In the past decade, technological advancements have dramatically changed the manner in which key team members can communicate with one another during a workplace crisis. The same mobile phone technology that has improved the efficiency of routine tasks, such as coordinating a pick up for children from soccer practice, can be similarly utilized when dealing with unexpected events in the office as part of a business continuity plan. In addition to being a tool that enables alternative vocal communication in times of crisis, when more traditional methods are unavailable, cellular phones are also used for email, text and accessing the internet.
In addition to providing a link between key team members, during a disaster, modern smartphones can be used to confirm which locations remain operational and which services remain functional. Of course, during times of need, internet connectivity is not always reliable, or even available, but even in this scenario, the smartphone can provide benefits. Most contemporary phones (and tablets, for that matter) have the ability to store documents offline, which can make them an ideal place to store a copy of the company’s continuity plan, as well as emergency contact information and other relevant information. As mentioned previously, during an emergency, internet connectivity may be out. The same holds true for power. The smartphone is capable of performing a number of important tasks without external power or internet connectivity, but it is important to ensure that phones remain adequately charged, as well as periodically updated and backed up.
In crisis situations where connectivity is not an issue, the internet has also had a profound effect on business continuity. Services that store files remotely, including iCloud, Evernote and Dropbox, can provide access to critical files and applications that previously would not have been attainable without the use of physical storage devices.
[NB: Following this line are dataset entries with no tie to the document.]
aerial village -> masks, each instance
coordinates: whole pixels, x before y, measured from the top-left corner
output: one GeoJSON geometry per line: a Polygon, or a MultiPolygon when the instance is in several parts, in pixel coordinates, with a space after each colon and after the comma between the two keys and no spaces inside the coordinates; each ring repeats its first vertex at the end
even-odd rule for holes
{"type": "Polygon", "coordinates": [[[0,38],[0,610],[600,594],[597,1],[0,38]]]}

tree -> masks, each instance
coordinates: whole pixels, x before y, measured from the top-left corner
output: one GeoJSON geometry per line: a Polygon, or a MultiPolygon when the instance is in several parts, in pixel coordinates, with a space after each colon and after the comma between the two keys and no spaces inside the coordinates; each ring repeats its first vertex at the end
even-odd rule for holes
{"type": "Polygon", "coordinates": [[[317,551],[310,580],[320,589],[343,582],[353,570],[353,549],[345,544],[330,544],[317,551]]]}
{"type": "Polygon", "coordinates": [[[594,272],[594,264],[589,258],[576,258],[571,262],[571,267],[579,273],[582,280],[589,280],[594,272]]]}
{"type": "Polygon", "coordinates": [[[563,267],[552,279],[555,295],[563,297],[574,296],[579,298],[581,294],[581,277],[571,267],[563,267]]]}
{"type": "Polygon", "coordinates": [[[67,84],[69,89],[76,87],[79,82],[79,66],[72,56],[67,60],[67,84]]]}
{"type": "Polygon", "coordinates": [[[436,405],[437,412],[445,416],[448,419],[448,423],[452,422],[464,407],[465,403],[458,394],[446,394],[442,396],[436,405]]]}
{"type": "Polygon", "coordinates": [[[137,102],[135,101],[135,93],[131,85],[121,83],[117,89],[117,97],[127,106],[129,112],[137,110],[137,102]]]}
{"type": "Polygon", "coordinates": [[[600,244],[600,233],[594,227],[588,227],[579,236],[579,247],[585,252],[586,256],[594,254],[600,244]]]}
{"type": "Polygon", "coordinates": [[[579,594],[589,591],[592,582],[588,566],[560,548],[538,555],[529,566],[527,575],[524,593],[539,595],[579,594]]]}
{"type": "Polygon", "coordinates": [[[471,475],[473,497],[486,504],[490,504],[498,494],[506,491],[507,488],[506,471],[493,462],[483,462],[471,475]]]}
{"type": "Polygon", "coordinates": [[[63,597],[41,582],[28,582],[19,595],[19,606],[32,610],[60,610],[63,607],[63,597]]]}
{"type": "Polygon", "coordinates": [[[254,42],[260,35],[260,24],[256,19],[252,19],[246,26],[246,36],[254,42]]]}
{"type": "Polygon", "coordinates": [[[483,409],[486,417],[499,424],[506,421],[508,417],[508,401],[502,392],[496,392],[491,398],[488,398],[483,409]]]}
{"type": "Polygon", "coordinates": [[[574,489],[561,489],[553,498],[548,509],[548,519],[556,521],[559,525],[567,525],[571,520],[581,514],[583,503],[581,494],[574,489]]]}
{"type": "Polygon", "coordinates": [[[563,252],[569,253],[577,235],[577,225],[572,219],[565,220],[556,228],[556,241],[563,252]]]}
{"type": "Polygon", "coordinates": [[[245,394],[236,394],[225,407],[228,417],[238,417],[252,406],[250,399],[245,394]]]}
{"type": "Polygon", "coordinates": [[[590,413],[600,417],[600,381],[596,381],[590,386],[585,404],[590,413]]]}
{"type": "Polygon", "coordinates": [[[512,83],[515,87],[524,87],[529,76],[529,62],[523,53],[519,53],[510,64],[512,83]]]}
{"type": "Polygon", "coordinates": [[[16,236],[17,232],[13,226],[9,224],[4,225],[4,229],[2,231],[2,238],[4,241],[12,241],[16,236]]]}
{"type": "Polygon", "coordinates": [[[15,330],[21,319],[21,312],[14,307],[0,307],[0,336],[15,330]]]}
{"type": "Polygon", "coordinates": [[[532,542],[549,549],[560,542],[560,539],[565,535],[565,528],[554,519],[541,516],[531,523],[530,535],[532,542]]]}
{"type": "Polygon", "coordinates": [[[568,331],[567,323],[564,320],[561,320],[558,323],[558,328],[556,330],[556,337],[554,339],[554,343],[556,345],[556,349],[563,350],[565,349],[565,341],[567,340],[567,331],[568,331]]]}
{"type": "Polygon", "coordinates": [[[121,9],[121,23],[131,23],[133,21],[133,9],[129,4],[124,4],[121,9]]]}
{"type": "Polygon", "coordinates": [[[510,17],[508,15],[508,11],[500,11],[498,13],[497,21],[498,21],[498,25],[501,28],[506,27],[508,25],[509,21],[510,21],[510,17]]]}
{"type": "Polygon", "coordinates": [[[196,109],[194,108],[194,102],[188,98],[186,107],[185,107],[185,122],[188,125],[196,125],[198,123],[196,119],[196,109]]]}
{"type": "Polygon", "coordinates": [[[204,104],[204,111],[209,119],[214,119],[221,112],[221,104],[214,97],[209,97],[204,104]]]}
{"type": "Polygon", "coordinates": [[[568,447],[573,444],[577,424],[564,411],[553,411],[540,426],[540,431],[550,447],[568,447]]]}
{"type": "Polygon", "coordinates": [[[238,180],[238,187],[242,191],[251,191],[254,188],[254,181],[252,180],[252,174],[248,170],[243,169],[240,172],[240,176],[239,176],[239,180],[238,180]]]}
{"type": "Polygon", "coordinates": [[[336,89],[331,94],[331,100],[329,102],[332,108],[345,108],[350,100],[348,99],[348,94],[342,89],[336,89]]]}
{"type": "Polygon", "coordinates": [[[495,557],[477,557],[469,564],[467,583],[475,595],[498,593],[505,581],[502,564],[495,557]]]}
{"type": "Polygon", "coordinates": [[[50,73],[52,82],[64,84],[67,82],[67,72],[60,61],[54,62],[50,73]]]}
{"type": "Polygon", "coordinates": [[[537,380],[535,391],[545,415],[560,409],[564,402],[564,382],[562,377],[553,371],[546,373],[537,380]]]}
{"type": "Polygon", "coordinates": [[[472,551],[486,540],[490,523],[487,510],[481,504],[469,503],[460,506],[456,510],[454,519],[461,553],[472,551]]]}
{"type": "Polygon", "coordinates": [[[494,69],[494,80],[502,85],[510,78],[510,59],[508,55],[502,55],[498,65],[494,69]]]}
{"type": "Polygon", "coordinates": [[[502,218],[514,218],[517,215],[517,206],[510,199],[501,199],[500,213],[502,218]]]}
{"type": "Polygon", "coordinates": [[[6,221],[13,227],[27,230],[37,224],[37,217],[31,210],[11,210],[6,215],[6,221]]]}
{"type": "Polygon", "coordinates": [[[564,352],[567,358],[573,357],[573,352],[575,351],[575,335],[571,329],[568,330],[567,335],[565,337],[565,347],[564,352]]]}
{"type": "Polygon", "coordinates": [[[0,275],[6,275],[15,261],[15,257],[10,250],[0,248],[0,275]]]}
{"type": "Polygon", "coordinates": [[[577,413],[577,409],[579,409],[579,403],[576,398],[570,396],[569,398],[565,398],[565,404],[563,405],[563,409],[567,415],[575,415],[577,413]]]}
This can boost productivity, and can help alleviate some of the damage that unexpected interruptions to daily operations can cause.
One of the biggest new online developments in business continuity, however, is the unprecedented rise of social media. Though often dismissed as little more than a world renowned aggregator of adorable cat photographs (and, subsequently, a notorious time waster), social media can be a lifesaver during emergency situations. In fact, it is estimated that approximately 75% of companies with business continuity plans in place include social media services in their crisis communications plans.
With social media, organizations can keep employees, clients and the general public up to date during interruptions of business. Of particular relevance to the public sector, there have been countless examples of this occurring in recent years. During the earthquake that hit Haiti in 2010, social media was used to coordinate relief efforts and health care initiatives. Closer to home, a similar strategy was utilized during the 2013 floods that ravished communities in Alberta, and, during the horrific shooting at Parliament Hill in 2014, various government bodies kept the public notified of the developing situation via twitter updates.
Here in the lower mainland, we saw this when a container carrying hazardous materials caught fire at the port. City Hall, the VPD, Coastal Health and a number of other organizations took to social media to inform the public of the situation and to warn nearby residents of the potential danger associated with smoke inhalation.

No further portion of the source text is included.